Enter, order at the counter or from a server, and settle at a table with a bib, a mallet, and picks. Crabs arrive hot and salted. Crack the shell along the apron, pull the body apart, and extract the meat from the chambers and claws. Pace yourself; a dozen crabs takes 45 minutes to an hour if you are not experienced. Staff will clear shells as you go. Expect minimal decor and no table-side choreography. Many regulars come, crack their crabs, finish in 90 minutes, and leave; the turnover is quick.

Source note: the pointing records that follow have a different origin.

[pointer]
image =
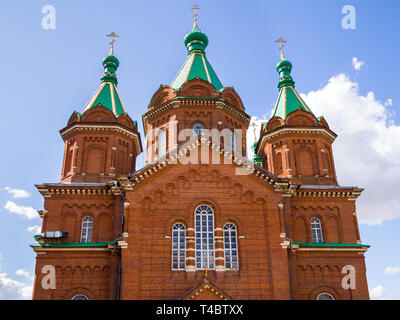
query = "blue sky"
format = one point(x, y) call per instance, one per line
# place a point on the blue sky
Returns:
point(47, 74)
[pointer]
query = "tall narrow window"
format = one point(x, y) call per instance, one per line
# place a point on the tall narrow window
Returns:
point(87, 228)
point(233, 140)
point(325, 296)
point(204, 221)
point(80, 297)
point(162, 143)
point(230, 244)
point(316, 230)
point(178, 246)
point(197, 129)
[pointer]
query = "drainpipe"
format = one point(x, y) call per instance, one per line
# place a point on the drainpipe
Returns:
point(121, 237)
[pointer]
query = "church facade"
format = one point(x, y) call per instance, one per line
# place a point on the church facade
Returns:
point(199, 220)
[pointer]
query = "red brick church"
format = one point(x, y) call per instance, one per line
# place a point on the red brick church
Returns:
point(199, 220)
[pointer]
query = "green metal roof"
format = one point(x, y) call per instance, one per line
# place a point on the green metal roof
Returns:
point(107, 94)
point(196, 64)
point(332, 244)
point(72, 244)
point(288, 100)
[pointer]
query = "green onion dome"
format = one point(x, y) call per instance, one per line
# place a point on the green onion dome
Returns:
point(111, 64)
point(284, 67)
point(196, 41)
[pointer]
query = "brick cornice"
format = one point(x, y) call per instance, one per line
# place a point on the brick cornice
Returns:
point(48, 190)
point(114, 127)
point(193, 101)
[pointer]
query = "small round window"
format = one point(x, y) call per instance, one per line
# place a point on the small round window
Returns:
point(197, 129)
point(325, 296)
point(80, 297)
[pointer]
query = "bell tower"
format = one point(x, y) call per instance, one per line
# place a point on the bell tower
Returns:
point(196, 101)
point(294, 143)
point(101, 142)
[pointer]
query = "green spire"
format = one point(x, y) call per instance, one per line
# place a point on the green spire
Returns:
point(196, 64)
point(111, 64)
point(288, 100)
point(256, 158)
point(284, 67)
point(107, 94)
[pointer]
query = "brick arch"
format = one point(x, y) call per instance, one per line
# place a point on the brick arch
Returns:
point(278, 163)
point(98, 113)
point(70, 224)
point(321, 289)
point(305, 161)
point(94, 159)
point(301, 118)
point(173, 220)
point(274, 122)
point(229, 218)
point(300, 229)
point(197, 88)
point(230, 95)
point(332, 228)
point(104, 231)
point(225, 182)
point(207, 201)
point(80, 290)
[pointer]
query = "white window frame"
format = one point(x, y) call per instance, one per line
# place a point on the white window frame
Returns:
point(316, 226)
point(161, 142)
point(209, 252)
point(80, 294)
point(178, 249)
point(229, 248)
point(233, 140)
point(198, 125)
point(87, 230)
point(322, 293)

Hours, parking, and logistics

Crabby Dick's operates year-round, with hours typically 11 a.m. to 10 p.m. most days, though crab availability and demand shift with season. Confirm current hours and crab pricing by calling ahead, as both are subject to weekly change during peak crab season (May through September) and may narrow in winter. Street parking is available in the surrounding neighborhood; there is no dedicated lot. The restaurant is not accessible by light rail; drive or take a rideshare. Credit cards are accepted at the bar and tables.

Crabby Dick's earns its place in Baltimore for doing one thing consistently: providing live steamed crabs at a price below the tourist tier and without pretense. For locals returning every summer and visitors who want the crab-house ritual without the Inner Harbor markup, it delivers.